Image Credits: Artifact personalization and stats

The app in some ways is very much like others that exist today, which have been founded in other countries, including ByteDance's Toutiao in China, Japan's SmartNews and News Break, another personalized news reader with Chinese roots. Like its rivals, Artifact learns from user behavior, engagement and other factors in order to personalize which headlines are presented and in which order.

Despite this competitive landscape, Systrom believes U.S. news consumers want an option that's actually based in their home market.

"They want a domestic player with a team they trust," Systrom says, speaking to the news aggregation landscape in the U.S.

His comment is a timely one, given how tensions in the U.S. have been growing over China's grip on the social networking market with TikTok. The short video app, which is often used as a source for news by Gen Z, is now banned on government phones and bipartisan legislation to further police it is in the works.

Clearing out the clickbait

In addition to its locale, Systrom believes Artifact will be able to differentiate itself based on its unique combination of technology and taste -- a directive that could also be used to describe Instagram's founding for that matter.

Unlike Facebook -- which became a platform by which any publisher could deliver news, and oftentimes clickbait -- Artifact's news sources are curated up front, the founder explains.

"When I say taste, I mean the top of the funnel in our system -- the publishers we choose to distribute," notes Systrom. "It's not a free-for-all. We don't crawl the entire web and just let everything go in."

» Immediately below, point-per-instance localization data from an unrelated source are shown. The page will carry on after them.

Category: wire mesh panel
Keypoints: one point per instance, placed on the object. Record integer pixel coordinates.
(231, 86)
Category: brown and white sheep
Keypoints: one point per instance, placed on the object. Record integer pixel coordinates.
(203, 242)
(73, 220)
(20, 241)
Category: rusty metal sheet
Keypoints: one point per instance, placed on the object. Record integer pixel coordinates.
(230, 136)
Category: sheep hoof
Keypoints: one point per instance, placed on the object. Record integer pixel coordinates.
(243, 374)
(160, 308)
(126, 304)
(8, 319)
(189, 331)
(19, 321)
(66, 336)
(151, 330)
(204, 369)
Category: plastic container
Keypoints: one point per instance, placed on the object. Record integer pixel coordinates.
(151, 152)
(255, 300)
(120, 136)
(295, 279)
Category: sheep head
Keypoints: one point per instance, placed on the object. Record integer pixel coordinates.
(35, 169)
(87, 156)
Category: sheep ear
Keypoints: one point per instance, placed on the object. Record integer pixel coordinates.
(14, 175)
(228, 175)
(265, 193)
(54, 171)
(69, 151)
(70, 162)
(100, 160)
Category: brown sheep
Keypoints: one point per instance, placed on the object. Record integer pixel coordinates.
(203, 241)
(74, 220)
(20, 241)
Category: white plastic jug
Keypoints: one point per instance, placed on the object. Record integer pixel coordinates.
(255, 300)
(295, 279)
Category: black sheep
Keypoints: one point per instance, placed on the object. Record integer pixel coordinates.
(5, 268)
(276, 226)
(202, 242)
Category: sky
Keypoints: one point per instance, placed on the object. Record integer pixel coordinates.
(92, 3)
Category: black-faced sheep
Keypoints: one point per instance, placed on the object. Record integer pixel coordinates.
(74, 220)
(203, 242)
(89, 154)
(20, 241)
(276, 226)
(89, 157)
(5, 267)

Instead, Artifact has selected the top publishers across different categories to fuel the content in the app. Customers can add their own paid subscriptions, as well. At this time, Artifact doesn't sell those for a revenue share or involve itself in publishers' ad sales, though one day that could change, depending on how the app chooses to monetize.

For now, however, the focus is on gaining traction with consumers and ensuring the app's news sources are worth reading.